Bazaloader phishing attack tricks people into installing malware on their Windows PC. The phishing emails guide people to dial a phone number to cancel a phony subscription. They are connected to the call center operated by the cybercriminals posing as ‘customer support’, who guide them to download malicious codes commonly used in ransomware attacks.
BazaLoader campaign uses human interaction and an intricate attack chain that makes it difficult to detect the BazaLoader malware. The bad actors deliver Ryuk ransomware via BazaLoader to create a backdoor on Windows machines to carry out ransomware attacks.
According to researchers at Proofpoint, the campaign distributes thousands of phishing emails, coming from ‘BravoMovies’ – a fake video-streaming service made up by cybercriminals.
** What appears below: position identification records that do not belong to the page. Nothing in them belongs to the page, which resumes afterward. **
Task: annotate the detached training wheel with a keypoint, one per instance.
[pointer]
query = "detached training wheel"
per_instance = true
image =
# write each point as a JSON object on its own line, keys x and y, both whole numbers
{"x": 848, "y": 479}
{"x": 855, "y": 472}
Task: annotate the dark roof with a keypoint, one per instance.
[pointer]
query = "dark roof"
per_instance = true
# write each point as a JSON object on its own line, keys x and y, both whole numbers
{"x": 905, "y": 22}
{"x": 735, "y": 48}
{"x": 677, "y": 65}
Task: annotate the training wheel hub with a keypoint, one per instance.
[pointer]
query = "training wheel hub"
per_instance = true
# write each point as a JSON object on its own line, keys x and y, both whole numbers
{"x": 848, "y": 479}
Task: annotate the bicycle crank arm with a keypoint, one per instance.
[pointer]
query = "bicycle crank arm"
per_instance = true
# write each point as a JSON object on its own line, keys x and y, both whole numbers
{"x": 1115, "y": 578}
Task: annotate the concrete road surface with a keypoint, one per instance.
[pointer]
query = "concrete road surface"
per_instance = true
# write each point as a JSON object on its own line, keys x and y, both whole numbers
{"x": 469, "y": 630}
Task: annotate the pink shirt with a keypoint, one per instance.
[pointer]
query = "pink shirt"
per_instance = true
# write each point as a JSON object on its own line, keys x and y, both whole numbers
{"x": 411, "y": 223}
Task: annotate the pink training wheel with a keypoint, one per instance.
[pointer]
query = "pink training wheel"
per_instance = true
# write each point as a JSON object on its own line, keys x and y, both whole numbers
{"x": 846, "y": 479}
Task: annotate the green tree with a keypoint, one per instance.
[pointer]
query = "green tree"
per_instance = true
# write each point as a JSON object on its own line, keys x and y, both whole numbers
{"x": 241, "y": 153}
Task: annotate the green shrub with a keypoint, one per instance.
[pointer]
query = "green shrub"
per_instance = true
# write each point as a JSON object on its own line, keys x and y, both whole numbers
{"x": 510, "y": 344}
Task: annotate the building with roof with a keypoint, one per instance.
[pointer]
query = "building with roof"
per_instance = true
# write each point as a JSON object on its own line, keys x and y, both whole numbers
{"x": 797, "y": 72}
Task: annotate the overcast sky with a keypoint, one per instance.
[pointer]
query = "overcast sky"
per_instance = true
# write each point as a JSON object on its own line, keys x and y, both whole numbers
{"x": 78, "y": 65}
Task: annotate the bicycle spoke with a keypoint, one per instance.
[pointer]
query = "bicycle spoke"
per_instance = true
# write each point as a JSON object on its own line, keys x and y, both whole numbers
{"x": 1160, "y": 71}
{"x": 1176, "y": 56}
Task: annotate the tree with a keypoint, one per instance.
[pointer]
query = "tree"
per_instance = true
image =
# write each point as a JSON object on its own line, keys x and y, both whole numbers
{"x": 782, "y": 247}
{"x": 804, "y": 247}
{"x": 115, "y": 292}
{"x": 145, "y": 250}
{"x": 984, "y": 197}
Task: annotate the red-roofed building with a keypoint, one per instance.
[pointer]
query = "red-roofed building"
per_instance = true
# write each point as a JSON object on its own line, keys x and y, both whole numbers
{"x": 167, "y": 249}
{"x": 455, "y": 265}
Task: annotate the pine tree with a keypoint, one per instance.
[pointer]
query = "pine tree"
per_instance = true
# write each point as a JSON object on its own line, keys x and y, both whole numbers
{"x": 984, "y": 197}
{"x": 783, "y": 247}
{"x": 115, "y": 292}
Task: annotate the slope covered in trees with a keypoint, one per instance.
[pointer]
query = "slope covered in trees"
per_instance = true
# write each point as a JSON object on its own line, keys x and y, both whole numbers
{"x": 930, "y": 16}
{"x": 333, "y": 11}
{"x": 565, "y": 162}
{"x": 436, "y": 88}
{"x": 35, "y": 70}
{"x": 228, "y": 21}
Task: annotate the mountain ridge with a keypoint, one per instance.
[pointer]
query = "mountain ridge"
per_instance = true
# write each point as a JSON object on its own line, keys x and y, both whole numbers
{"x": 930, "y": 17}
The website lures the victims, with fake movie posters made using open source images available online. Though the website does contain several spelling mistakes, that can give a hint to alert users. Contents of the email lure users to sign up for a trial period for a $39.99 a month subscription that can be canceled if they call a support line.
The users are connected to the ‘customer service’ representative who claims to guide them through the process of unsubscribing. Instead, the users actually end up installing BazaLoader on their computers.
Users are guided to the ‘Subscription’ page where they are lured to click a link that downloads a Microsoft Excel spreadsheet. It contains macros that can secretly download BazaLoader onto the machine when enabled, in the process infecting the victim’s PC with malware.
Though it takes a huge effort on the part of the bad actors to direct users into downloading the malicious codes, it is difficult to detect the malware during the download and installation process. The low risk of the attack being discovered makes the extra effort prove to be worthy for the bad actors.
According to Sherrod DeGrippo, senior director of threat research and detection at Proofpoint, “Malicious attachments are often blocked by threat detection software. By directing people to phone the call center as part of the attack chain, the threat actors can bypass threat detection mechanisms that would otherwise flag its attachments as spam.”
He further added, “However, doing so significantly lowers the likelihood of a victim engaging with the content and takes more time and effort on the part of the threat actors.”
How to stay clear of Bazaloader Phishing Attack?
- Users should be trained by information security teams to sport and report malicious emails.
- Users should be aware when you receive an email that claims your credit card will be charged if you don’t respond is surprising. It is a commonly used tactic by bad actors to create a sense of urgency to trick users into falling for the trap and following the instructions.